Вы находитесь на странице: 1из 11

CSE211 Lecture Notes – 2004/2005-II

CSE 211: Data Structures

Lecture Notes I
by
Ender Ozcan, Şebnem Baydere

Data, Data Structures, C Language Features Revisited: Typing and


Pointers, Abstract Data Types, Sequences

1. DATA AND STRUCTURING DATA

Solving commercial, engineering and research problems using computers require many data
items. Each individual data item is an atomic piece of information contining a value about
some aspect of the problem.

A data item has a type, a set of values from which it can take a value from. For example, the
data item “age” has the type “non-negative integer”, and the data item “salary” has the type
“real number”. Some types are just reused types, such as, the data item “student id” is just a
“non-negative integer”, but note that we do not usually do arithmetic on students ids. There
are other types as well that are derived from the real world. Some of these types arouse due to
the related constraints and some of them are user defined types for structuring data. For
example, possible value of a month is restricted to one of twelve: January, February,...,
December. Real world problems, being complex problems, require processing and storage of
data in a structured manner for the sake of easeness.

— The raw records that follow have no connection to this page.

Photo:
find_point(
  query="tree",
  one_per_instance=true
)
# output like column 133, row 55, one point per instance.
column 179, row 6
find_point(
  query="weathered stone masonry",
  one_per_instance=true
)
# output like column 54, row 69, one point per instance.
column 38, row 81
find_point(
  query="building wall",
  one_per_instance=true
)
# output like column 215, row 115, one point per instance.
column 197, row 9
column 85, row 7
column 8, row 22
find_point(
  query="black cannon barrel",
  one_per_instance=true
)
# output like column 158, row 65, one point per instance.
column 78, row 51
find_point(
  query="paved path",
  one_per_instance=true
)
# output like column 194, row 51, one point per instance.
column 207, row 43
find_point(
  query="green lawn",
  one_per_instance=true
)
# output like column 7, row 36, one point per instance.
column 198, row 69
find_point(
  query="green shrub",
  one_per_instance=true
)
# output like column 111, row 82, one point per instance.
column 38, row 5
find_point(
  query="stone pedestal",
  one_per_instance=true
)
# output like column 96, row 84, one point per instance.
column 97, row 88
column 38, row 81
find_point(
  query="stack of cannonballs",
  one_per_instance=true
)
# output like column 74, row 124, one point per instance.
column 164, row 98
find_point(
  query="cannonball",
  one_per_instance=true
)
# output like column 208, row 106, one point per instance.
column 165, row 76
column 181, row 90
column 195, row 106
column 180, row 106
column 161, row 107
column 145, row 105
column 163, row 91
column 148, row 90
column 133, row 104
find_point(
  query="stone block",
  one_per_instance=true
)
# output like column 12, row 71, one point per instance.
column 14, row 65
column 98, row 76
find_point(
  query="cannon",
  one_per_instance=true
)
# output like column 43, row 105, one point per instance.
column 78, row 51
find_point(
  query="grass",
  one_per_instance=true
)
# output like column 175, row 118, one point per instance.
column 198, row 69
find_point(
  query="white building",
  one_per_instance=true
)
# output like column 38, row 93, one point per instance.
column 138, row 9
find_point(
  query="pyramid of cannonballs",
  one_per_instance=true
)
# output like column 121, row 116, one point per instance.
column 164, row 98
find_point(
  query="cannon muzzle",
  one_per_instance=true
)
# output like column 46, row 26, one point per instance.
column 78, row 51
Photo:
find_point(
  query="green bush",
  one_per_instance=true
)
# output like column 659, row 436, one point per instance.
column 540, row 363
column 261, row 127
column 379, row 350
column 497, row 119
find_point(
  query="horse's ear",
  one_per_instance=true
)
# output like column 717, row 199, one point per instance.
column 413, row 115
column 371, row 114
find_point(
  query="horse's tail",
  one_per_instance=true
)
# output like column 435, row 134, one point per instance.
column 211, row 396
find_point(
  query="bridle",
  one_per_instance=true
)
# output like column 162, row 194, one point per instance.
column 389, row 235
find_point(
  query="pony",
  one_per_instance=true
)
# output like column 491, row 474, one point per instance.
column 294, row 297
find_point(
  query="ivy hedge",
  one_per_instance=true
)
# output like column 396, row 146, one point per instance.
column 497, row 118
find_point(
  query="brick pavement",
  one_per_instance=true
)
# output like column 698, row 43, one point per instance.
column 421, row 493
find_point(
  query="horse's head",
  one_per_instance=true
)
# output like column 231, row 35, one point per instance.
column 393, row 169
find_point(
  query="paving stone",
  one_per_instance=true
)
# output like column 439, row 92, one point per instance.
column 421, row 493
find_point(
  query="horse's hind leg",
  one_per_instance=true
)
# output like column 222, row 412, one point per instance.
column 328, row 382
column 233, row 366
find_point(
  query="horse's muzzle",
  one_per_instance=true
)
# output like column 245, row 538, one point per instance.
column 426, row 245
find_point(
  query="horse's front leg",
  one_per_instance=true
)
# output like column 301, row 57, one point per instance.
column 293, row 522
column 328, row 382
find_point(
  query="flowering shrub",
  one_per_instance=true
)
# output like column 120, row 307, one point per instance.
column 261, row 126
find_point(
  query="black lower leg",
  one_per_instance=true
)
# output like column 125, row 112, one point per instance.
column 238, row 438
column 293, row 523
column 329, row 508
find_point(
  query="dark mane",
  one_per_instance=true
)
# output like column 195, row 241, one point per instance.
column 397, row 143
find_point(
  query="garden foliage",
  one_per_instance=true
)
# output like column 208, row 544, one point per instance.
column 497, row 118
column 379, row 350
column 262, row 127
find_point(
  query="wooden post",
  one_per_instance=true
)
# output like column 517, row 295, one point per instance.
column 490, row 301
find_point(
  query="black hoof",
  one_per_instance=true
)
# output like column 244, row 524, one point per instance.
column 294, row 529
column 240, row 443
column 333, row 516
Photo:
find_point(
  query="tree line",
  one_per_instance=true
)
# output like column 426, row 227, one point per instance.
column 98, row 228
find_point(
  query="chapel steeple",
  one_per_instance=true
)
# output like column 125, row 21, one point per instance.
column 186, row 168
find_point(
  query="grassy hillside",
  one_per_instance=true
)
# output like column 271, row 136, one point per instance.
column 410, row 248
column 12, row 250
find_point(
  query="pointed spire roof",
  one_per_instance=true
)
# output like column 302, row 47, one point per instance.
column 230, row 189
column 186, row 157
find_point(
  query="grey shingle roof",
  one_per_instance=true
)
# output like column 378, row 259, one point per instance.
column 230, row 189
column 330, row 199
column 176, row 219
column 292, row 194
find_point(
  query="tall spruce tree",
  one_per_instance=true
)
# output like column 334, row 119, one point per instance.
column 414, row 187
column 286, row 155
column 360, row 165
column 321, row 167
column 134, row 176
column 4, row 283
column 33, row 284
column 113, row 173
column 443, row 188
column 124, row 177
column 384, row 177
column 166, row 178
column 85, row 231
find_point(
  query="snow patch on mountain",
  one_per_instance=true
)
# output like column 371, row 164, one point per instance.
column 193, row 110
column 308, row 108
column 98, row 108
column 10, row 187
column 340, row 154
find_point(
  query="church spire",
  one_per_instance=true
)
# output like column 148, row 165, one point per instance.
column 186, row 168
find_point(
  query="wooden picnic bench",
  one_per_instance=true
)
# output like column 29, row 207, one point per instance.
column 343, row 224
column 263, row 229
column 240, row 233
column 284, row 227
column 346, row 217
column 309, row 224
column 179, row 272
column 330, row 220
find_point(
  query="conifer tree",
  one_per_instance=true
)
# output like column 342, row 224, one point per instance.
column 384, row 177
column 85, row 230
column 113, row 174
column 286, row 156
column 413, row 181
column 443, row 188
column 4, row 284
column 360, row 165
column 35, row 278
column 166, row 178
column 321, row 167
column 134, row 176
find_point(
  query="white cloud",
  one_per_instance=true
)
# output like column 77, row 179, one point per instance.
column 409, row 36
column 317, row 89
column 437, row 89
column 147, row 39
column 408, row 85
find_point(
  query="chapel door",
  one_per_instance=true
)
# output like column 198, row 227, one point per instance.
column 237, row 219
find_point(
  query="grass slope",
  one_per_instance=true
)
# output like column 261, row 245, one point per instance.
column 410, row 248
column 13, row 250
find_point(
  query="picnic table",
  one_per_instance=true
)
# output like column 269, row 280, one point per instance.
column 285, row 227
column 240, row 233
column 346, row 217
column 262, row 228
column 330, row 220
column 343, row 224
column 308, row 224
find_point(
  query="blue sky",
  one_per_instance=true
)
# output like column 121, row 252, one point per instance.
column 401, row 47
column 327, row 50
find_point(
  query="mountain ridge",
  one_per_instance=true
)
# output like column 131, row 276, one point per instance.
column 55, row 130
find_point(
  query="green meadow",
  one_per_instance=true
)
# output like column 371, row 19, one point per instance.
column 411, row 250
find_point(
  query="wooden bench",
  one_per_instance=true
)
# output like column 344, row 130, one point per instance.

Before starting to work at a company, you fill out an employee form. There are some data
items that you have to provide, such as, your name, last name, date of birth and so on. These
forms are received by the human resources department and kept in a file, a structure to hold a
set of records. In order to reach records in files fast, keys might be assigned to each record.
For example, 2382912 can be assigned to record of the employee Mr. Ay Sies.
There are two forms of structures in this example;
• record, representing a form, holding many individual, but linked items of data
• an array of items of the same type, that is the file.
There are two types of data:
• Empolyee information is a real world data.
• Structural information, it is about how the real data will be stored and accesed, e.g.
keys.

Language Support For Typing Data

Primitive data types allow direct typing of objects

int nextEntry;
Synonyms

typedef float salary;

1
CSE211 Lecture Notes – 2004/2005-II
salary totalSalaries, nextSalary;
totalSalaries = totalSalaries + nextSalary;

Enumerated Types

enum month_t {January, February, March, April, May, June, July, August,
September, October, November, December}
enum month_t monthOfSeminars;
monthOfSeminars=January;

Structure (Record)
struct struct-name {
Struct-items // list of declarations
};

typedef struct struct-name type-name;

A structure is a collection of one or more variables, possibly of different types grouped


together under a single name. (In Pascal they are called "records"). Structures help to organize
complicated data as they permit to treat a group of variable as a single unit.

Remember that the array has two major benefits: we can index, therefore can reach each
element of the array directly, we can pass just the name off the array to a function.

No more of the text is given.